Le tribunal correctionnel de Saint-Denis a condamné, hier, Salime Mdéré, premier vice-président du conseil départemental de Mayotte, à trois mois de prison avec sursis et à 10 000 euros d’amende pour « provocation à commettre un crime » après avoir déclaré qu’il « faut peut-être tuer » les « délinquants ». Poursuivi également pour « incitation à la haine raciale », l’élu a été relaxé de ces poursuites.

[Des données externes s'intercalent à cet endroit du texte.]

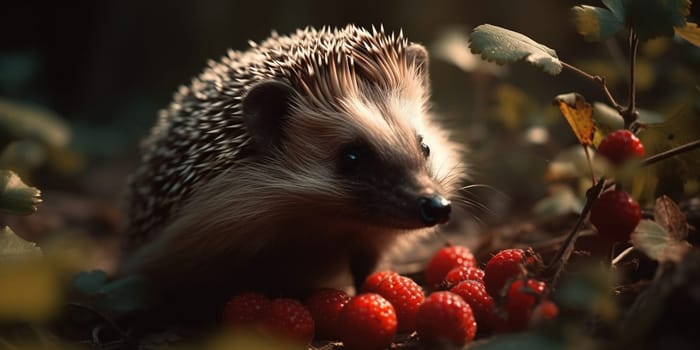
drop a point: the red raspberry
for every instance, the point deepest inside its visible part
(325, 305)
(367, 322)
(445, 260)
(615, 214)
(288, 318)
(482, 304)
(464, 273)
(372, 282)
(521, 301)
(405, 296)
(619, 146)
(244, 309)
(445, 316)
(547, 310)
(506, 265)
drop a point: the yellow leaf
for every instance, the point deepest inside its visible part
(579, 114)
(690, 32)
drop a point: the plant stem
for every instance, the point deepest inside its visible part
(107, 319)
(621, 256)
(556, 265)
(670, 153)
(596, 79)
(630, 114)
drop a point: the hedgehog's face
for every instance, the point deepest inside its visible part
(371, 157)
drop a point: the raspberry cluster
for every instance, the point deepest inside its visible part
(501, 297)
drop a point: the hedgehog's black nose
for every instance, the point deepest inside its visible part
(434, 210)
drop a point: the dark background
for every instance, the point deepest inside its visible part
(106, 67)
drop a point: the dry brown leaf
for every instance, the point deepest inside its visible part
(579, 114)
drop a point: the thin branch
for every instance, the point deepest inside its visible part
(104, 317)
(596, 79)
(621, 256)
(670, 153)
(556, 265)
(630, 115)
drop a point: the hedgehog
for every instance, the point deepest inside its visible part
(295, 163)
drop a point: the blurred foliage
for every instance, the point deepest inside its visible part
(15, 196)
(82, 85)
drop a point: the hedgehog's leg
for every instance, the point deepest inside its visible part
(362, 264)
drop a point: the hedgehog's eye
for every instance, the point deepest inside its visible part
(425, 149)
(352, 156)
(423, 146)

Une relaxe pour l’infraction la plus grave et une condamnation pour l’autre, mais sans peine d’inéligibilité comme requise par la procureure Lucile Regin. Le premier vice-président du conseil départemental de Mayotte, Salime Mdéré, évite ainsi la « mort politique », une crainte exprimée par son avocat, Me Yanis Souhaïli. Le tribunal correctionnel de Saint-Denis a fait le tri entre les infractions reprochées et les réquisitions du parquet.
Le 24 avril 2023, sur le plateau du journal télévisé de Mayotte « la 1re », cet élu, pas habitué aux prises de position les plus radicales à Mayotte, avait lancé : « Des gamins qu’on voit de loin, c’est même pas des gamins. Moi, je refuse d’ailleurs qu’on emploie ces termes-là, jeunes ou gamins, ces délinquants, ces voyous, ces terroristes. Il faut, à un moment donné, il faut peut-être en tuer. Je pèse mes mots. Il faut peut-être en tuer pour… » À l’époque, l’opération Wuambushu venait d’être lancée. L’élu était interrogé sur des affrontements entre les forces de l’ordre et des délinquants cagoulés alors que les caillassages et les violences étaient quotidiens.
Pour les juges, ces propos relèvent bien de « la provocation à commettre un crime et un délit ». Et doivent être sanctionnés par trois mois de prison avec sursis et 10 000 euros d’amende. A l’inverse, le tribunal considère qu’ils ne peuvent être ramenés à une « provocation à la haine raciale par un chargé de mission de service public ». D’où la relaxe sur ce point. Pour le tribunal, ces déclarations ne ciblaient pas des personnes en raison de la race, de l’ethnie ou de l’origine.
« SANCTION EXEMPLAIRE »
Dans son réquisitoire, la procureure avait démontré que l’élu visait avant tout les jeunes sans-papiers issus de l’immigration comorienne en lui reprochant d’attiser la haine. La magistrate avait demandé « une sanction exemplaire à la hauteur de la gravité des faits et de la position politique de M. Mdéré ».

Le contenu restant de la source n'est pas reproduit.